When the Houthis attacked Saudi oil facilities again in March 2022, Brent rose approximately 4.3% that day, closing above $112/barrel. It's not that the attack wasn't severe—it's that the Russia-Ukraine war had already pushed oil prices to around $110/barrel, and the market had already priced in Middle East supply risks.

This comparison precisely validates a core pattern: when oil prices are already high, the same supply shock brings significantly smaller marginal increases; but if the baseline price is low, that shock could trigger a catastrophic price spiral.
If Iran Acts Directly, the Situation Would Be Entirely Different!
Because that would mean the possible complete shutdown of Persian Gulf shipping and the Strait of Hormuz—affecting not hundreds of thousands of barrels, but approximately 20 million barrels of global oil supply daily. International oil prices could soar to the sky!

The U.S. Middle East policy is largely underwritten by Saudi Arabia, the UAE, and other Gulf countries—they provide funding, diplomatic support, and geopolitical buffer, while the U.S. provides military protection.
Both sides get what they need, but with an implicit premise: no large-scale direct military conflict in the Middle East. If it breaks out, the U.S. can use military means to defeat Iran, but the aftermath costs—oil price surges, inflation acceleration, global supply chain fractures—would be borne by the entire world.
So what these three countries' leaders told Trump was less of a plea and more of an accounting: we won't bear the cost of Iran's retaliation if you insist on striking. If you do, the consequences are on you.
For the crypto market, the significance of this news lies in recalibrating the geopolitical risk game structure.
The three Gulf countries stepping in to mediate shows their voice in the Middle East chess game is greater than previously estimated, and that their interests don't fully align with the U.S.

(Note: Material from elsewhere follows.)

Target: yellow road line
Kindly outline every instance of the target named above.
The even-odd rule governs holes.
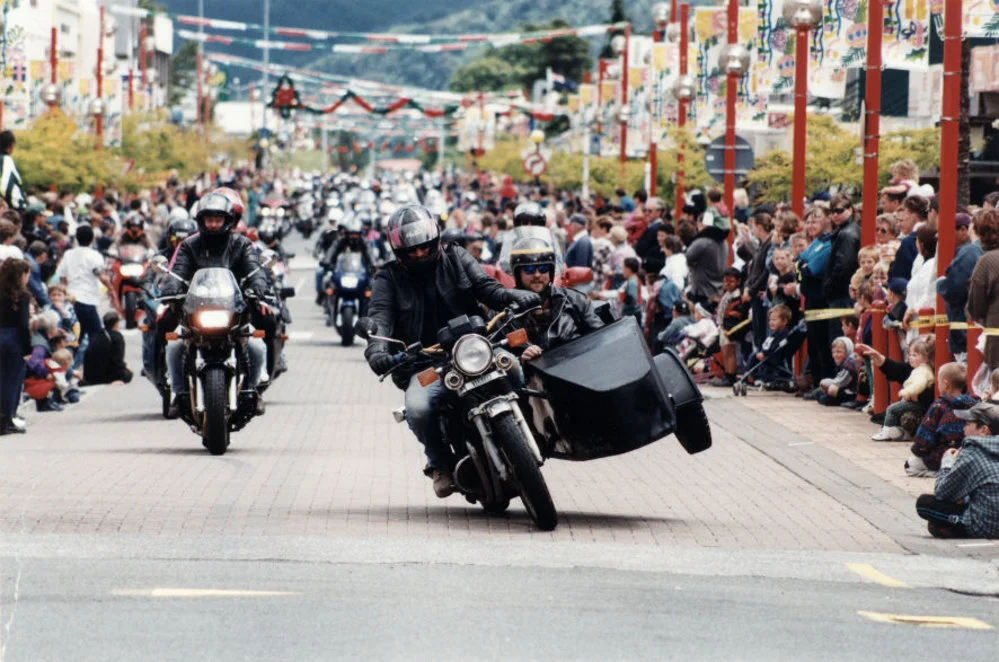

The U.S. wants to use military pressure to force Iran to make concessions, but Saudi Arabia's primary concern is energy facility security—these two goals don't always align.
The three countries' mediation reduces the probability of conflict escalation, and energy facilities are temporarily safe.
For gold and Bitcoin, the impact is relatively neutral—the short-term tail risk has temporarily disappeared, but the Iran nuclear negotiation fundamentals remain unchanged. Shipping pressure in the Strait of Hormuz persists, and the risk premium hasn't fully receded.
Now It's Iran's Turn to Respond
If Iran perceives this as a sign of weakness and refuses the "enriched uranium" deal proposed by the U.S., American patience will run out sooner, and war could erupt in an instant—international oil prices will break through previous highs!
If Iran uses this window to advance negotiations, tensions will temporarily ease.
Disclaimer: Please readers strictly abide by local laws and regulations. This article is based on publicly available market information for reference only and does not constitute any investment advice.